Moody’s has put the credit ratings of six large US banks, including Bank of New York Mellon, State Street and Northern Trust, under review for a possible downgrade, sending stocks tumbling as investors worried about more banking sector pain ahead.
The credit ratings agency said late Monday that its warning on the three banks reflected “ongoing strain” in the US banking sector, including increased pressures on funding and potential “weaknesses” in the amount of capital lenders are required to hold.
A lower credit rating could push funding costs for those banks even higher.
US stocks sank on the news. The Dow ended Tuesday’s session 159 points, or 0.5% lower. The S&P 500 declined 0.4%, and the Nasdaq lost 0.8%.

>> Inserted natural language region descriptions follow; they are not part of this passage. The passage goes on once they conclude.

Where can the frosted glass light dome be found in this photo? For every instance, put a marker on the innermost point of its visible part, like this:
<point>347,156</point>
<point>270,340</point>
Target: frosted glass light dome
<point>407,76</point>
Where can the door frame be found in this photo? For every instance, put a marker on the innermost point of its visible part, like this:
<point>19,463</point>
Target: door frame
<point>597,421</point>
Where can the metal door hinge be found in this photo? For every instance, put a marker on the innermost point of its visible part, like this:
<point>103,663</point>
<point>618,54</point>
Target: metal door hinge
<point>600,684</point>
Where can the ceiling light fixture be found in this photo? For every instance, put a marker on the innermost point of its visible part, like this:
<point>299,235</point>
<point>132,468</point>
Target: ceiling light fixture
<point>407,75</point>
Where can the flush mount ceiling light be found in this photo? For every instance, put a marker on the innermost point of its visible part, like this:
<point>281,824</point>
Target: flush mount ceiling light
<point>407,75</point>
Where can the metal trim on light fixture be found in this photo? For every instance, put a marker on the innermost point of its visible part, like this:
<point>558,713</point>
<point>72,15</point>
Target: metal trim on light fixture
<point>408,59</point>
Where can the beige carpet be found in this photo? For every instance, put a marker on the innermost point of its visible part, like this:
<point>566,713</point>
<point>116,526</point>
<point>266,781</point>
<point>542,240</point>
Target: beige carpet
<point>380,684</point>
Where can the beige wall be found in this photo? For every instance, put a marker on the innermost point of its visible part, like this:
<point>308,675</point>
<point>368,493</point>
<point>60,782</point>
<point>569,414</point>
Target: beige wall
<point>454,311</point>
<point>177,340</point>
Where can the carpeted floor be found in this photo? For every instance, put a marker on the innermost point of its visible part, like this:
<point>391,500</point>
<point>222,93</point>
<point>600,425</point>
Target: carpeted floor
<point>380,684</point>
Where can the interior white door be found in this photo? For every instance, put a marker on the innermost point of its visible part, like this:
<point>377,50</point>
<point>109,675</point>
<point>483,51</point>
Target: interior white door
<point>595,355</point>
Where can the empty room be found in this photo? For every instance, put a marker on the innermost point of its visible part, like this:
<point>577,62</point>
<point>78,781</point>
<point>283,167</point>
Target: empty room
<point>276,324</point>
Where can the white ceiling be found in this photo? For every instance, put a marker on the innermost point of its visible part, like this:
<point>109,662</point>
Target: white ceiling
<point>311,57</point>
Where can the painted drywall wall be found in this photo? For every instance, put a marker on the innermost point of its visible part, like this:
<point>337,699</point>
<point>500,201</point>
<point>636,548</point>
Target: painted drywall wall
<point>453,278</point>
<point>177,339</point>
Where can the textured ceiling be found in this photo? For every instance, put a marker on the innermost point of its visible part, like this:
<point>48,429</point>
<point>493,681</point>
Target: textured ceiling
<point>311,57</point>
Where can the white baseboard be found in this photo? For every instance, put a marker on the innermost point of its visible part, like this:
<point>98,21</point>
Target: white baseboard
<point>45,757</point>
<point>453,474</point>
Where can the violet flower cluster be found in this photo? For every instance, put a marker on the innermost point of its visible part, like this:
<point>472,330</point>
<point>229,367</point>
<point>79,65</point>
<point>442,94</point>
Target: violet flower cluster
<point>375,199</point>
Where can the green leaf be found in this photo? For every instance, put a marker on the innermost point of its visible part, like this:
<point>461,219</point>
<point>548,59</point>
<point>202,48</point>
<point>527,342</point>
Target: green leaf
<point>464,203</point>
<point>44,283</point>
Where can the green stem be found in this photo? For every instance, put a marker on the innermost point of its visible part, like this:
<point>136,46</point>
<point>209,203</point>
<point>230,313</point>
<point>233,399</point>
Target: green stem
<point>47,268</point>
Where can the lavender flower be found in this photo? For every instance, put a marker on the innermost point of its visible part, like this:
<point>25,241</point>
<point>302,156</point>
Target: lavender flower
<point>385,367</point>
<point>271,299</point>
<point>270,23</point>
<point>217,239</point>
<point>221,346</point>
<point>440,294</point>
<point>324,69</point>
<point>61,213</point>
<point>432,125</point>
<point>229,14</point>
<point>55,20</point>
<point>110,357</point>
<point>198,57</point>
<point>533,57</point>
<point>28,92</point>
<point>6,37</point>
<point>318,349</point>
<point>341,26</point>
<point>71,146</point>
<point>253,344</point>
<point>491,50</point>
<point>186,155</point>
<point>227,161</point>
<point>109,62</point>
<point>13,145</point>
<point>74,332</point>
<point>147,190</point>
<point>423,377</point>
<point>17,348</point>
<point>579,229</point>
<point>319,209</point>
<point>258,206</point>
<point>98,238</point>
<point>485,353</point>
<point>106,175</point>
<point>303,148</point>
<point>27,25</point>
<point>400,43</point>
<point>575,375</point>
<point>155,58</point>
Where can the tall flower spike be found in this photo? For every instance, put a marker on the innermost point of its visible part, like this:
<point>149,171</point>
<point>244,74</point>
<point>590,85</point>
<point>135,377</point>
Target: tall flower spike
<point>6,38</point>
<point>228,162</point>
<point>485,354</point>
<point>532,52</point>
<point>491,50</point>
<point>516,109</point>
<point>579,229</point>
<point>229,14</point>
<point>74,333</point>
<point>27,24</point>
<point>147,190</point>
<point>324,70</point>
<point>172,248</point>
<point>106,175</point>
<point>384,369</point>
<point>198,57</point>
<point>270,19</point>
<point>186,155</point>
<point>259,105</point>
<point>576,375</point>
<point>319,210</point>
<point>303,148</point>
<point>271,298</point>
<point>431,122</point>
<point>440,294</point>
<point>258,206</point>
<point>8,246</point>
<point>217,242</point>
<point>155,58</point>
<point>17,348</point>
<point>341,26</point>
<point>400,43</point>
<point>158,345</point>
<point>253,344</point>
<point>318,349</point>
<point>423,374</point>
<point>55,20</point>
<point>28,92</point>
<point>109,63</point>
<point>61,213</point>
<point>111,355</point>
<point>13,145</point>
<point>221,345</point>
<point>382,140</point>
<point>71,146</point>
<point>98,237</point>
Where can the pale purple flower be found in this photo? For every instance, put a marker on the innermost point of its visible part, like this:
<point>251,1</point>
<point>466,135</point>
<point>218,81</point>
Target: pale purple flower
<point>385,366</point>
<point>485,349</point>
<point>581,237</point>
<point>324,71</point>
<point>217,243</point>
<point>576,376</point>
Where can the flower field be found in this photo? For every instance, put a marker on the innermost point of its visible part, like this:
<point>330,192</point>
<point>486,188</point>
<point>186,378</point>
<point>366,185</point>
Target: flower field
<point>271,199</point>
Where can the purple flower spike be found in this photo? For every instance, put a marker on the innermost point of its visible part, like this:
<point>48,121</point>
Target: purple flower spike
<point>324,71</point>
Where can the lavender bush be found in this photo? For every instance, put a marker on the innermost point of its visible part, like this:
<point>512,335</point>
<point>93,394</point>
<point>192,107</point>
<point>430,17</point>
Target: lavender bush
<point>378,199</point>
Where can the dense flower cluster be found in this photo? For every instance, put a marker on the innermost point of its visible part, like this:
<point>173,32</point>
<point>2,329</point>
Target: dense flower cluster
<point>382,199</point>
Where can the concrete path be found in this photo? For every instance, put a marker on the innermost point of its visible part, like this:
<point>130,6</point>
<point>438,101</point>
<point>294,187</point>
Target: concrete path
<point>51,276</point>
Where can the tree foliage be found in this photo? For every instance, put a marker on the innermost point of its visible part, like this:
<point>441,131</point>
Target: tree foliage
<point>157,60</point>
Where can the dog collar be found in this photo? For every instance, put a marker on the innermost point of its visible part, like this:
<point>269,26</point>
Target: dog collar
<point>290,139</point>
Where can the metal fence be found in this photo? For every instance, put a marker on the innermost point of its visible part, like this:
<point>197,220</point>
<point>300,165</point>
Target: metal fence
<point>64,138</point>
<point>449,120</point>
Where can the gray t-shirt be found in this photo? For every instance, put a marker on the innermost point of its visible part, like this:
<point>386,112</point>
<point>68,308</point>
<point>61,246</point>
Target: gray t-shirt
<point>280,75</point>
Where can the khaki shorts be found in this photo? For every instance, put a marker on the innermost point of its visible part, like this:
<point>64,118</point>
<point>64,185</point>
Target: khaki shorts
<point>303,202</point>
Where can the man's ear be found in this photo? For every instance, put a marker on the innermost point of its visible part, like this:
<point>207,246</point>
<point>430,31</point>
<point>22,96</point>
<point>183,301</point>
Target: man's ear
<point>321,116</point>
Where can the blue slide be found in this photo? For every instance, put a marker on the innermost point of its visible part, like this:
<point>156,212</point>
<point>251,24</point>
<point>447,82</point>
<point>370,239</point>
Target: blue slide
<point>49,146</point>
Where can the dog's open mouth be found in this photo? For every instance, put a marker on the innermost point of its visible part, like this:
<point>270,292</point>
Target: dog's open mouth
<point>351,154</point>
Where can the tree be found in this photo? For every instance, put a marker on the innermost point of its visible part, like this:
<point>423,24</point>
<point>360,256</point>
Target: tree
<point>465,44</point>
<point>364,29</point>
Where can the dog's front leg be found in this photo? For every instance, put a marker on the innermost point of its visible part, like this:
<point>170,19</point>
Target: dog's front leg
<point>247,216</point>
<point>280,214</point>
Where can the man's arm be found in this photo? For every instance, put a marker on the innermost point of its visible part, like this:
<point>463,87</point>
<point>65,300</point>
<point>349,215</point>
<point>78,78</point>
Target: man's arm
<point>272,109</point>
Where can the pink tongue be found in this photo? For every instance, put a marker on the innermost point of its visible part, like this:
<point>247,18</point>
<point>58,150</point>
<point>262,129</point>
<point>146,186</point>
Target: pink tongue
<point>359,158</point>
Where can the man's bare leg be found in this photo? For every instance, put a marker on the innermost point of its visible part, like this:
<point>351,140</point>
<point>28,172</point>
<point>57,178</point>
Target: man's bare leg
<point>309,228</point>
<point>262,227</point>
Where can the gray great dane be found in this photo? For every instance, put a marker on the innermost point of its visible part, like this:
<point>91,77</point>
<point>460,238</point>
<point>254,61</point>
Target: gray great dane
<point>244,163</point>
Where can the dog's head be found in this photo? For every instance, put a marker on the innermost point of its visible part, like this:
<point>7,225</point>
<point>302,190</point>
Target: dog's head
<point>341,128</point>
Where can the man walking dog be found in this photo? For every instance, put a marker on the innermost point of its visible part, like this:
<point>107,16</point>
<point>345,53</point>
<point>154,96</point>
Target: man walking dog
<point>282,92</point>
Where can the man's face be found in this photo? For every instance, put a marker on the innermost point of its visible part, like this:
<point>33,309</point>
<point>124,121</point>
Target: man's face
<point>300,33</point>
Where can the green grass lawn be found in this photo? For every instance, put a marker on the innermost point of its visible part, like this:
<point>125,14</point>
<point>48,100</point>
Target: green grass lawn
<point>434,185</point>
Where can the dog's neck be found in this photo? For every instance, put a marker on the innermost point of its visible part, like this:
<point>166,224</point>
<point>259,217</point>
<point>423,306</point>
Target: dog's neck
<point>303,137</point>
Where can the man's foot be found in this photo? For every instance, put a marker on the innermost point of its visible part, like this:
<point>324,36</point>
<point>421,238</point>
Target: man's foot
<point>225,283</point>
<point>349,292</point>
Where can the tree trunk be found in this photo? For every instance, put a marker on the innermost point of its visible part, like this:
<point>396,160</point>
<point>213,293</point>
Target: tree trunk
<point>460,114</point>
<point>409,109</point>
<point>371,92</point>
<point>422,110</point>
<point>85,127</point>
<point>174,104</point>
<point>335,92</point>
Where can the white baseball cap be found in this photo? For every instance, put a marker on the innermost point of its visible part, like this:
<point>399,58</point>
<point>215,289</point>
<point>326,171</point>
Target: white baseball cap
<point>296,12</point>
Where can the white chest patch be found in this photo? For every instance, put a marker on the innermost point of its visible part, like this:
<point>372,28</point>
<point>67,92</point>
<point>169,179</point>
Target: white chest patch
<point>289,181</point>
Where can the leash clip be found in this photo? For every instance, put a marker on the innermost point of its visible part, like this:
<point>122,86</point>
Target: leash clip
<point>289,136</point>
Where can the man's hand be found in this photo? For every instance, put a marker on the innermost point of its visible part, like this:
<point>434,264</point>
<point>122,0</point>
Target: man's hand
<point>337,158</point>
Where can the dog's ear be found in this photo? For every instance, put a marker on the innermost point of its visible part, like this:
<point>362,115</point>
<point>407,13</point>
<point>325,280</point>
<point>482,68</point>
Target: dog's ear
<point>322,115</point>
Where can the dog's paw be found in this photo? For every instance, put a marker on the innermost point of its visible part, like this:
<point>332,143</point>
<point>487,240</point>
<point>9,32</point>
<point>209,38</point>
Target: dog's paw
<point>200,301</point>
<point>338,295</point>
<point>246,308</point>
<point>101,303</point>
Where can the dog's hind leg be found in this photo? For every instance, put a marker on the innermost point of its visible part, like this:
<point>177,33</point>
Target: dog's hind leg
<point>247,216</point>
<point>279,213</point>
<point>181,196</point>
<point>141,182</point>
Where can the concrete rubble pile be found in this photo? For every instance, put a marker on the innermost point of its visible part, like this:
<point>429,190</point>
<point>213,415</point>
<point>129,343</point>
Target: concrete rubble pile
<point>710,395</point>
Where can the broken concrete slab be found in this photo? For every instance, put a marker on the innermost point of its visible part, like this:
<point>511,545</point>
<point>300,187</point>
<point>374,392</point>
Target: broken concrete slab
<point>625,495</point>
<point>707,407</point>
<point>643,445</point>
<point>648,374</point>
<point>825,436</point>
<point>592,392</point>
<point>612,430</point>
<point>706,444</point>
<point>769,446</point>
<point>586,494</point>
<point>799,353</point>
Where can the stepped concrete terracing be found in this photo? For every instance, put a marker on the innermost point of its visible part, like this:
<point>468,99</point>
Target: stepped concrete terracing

Bank stocks in particular fell on the news. Wells Fargo lost 1.3%, JPMorgan Chase 0.6% and Bank of America 1.9%, among others. The KBW Bank Index fell 1.2%.
The US banking industry was shaken earlier this year by the collapse of Silicon Valley Bank, Signature Bank and First Republic in quick succession.
A series of interest rate hikes by the Federal Reserve, taking rates to their highest level in 22 years, has dented US banks, a factor Moody’s mentioned.
“Higher interest rates continue to reduce the value of US banks’ fixed rate securities and loans and interest rate risk is not captured well in US bank regulation and thus can create liquidity risks,” Moody’s noted in each of the warnings.